Amid the whirl of the dance around them, these encouraging words sounded doubly strange in her ears, and seemed to open out new vistas before her.

"But what have I got to write about? What do I know that the world does not know already? No, you really must be wrong, Mr. Worse. It is beyond me;" and she looked down at her dress, and could not help feeling that Worse was becoming rather dull.

"It is not very easy to say beforehand what your subject ought to be," said he; "but it is clear that there are endless things that the world can only learn from a woman, and which it seems to be expecting to hear. For you it is but to have the will. You are now passing through a crisis in your life, and you have such a fund of energy--"

"You seem to be treating me more like a chemical equivalent than like a human being, not to say like a lady," said Rachel, laughing.

"Let us be thankful that you have so little of the lady about you," said Jacob Worse, bluntly.

The dance now began for which Rachel was otherwise engaged, and her partner came and carried her off.

Jacob Worse stood watching her for a few minutes.
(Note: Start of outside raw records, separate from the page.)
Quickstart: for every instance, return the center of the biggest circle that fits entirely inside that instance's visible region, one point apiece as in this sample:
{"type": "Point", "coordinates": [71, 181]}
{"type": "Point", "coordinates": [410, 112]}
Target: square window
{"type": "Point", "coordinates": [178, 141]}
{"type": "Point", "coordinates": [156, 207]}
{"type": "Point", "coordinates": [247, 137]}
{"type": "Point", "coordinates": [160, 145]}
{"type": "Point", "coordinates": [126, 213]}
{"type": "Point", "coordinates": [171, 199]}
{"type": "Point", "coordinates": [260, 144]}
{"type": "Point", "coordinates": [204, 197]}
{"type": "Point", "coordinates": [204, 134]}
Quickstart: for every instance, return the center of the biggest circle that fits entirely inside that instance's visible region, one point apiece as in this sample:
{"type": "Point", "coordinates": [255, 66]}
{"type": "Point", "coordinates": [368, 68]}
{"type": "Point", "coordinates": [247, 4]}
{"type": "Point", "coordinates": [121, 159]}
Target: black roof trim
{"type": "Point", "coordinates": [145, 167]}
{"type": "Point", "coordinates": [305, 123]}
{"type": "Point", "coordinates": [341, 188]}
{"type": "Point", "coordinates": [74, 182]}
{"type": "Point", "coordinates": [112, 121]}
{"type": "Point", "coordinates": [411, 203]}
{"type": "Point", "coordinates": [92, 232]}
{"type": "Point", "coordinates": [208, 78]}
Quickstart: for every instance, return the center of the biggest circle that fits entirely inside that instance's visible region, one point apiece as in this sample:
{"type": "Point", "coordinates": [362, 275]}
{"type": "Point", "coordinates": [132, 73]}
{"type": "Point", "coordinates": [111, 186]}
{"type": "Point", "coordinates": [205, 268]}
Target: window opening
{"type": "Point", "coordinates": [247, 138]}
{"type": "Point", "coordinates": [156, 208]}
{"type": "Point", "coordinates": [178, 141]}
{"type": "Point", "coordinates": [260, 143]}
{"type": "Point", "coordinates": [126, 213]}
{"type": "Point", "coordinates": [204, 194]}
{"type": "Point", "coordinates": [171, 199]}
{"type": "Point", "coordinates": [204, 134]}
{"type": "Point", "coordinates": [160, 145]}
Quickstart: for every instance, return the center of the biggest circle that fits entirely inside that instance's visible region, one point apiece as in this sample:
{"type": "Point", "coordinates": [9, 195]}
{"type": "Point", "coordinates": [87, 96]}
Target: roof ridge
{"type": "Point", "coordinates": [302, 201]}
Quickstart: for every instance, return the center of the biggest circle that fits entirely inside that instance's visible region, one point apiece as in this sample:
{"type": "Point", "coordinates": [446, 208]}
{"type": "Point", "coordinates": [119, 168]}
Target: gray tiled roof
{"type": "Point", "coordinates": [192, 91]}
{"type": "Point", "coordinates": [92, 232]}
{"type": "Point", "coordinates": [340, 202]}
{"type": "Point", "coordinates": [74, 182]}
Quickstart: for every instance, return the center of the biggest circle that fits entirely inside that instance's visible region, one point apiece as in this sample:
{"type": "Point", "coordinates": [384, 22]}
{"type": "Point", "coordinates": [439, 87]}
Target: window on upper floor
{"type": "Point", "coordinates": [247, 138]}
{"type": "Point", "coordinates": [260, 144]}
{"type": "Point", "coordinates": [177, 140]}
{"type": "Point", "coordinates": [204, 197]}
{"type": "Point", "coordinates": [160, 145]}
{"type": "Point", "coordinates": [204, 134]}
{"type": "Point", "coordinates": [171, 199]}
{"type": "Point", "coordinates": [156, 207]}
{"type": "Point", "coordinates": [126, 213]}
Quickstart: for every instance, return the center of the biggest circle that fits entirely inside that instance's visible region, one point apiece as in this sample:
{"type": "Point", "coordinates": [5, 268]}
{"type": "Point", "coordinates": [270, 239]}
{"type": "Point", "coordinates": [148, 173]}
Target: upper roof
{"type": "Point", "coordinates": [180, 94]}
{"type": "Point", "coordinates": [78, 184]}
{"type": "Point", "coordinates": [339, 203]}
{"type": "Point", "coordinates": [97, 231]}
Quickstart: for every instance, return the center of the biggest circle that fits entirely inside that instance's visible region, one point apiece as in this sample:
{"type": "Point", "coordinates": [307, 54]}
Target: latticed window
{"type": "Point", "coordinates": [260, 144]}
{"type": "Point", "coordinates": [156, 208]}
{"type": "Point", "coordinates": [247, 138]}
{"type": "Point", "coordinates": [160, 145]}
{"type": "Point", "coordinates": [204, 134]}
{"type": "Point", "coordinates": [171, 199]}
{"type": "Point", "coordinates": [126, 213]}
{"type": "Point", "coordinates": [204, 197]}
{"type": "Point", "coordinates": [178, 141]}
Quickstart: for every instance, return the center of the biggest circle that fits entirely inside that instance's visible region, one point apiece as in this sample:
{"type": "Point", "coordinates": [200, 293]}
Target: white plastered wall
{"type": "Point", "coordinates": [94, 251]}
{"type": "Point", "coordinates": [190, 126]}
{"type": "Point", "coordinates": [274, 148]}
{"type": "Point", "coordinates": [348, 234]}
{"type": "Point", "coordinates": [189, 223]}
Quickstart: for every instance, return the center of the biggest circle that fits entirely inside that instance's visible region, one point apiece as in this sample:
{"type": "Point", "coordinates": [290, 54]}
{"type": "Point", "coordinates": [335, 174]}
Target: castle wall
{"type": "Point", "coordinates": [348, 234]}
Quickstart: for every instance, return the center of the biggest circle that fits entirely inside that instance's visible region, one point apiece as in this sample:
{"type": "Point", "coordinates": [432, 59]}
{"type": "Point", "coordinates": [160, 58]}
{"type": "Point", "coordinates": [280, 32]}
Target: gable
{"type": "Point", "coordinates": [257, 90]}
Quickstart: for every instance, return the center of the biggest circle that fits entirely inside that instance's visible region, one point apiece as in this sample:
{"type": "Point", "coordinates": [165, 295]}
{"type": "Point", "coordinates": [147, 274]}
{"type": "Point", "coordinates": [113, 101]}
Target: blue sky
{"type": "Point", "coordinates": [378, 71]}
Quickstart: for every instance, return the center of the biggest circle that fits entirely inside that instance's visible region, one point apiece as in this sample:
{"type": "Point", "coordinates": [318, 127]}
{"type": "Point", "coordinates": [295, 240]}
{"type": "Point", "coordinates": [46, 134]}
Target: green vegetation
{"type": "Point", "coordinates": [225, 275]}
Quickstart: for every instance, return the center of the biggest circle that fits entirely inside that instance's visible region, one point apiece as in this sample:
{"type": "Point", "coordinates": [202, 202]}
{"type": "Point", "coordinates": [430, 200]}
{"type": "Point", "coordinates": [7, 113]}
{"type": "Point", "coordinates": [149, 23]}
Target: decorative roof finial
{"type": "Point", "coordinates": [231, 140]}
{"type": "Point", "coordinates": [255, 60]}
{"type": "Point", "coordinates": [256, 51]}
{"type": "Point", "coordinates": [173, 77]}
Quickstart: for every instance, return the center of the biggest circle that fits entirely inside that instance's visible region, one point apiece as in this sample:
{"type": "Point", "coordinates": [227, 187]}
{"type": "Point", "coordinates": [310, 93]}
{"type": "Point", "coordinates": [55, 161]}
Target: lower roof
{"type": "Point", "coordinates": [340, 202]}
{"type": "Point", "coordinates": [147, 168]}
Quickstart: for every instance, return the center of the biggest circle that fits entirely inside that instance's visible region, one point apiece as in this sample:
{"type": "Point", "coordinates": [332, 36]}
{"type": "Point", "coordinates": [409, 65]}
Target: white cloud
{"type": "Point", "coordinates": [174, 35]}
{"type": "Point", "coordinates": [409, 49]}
He then got his coat and went home.

He perfectly understood that by awakening these thoughts in her, he would make the fulfilment of what was really the dream of his life become more distant than ever. But he felt convinced that Rachel's splendid abilities would be entirely thrown away in her present narrow sphere; and he felt, too, that he was perfectly honest to himself, when he said that he would not hinder her from taking the path she ought to follow, even if he thereby destroyed his own greatest happiness. But when he got home and was alone in his own quiet room, he was even more dispirited. He could not but see that when Rachel came to have a proper estimate of her own powers, she would find her present home too narrow for her, and a marriage such as he could offer would be quite unworthy of her.

He saw a light in the rooms at the back of the house. It was not much past eleven; so he went over to his mother, whom he found in her dressing-gown, busied in arranging her small remnant of hair for the night.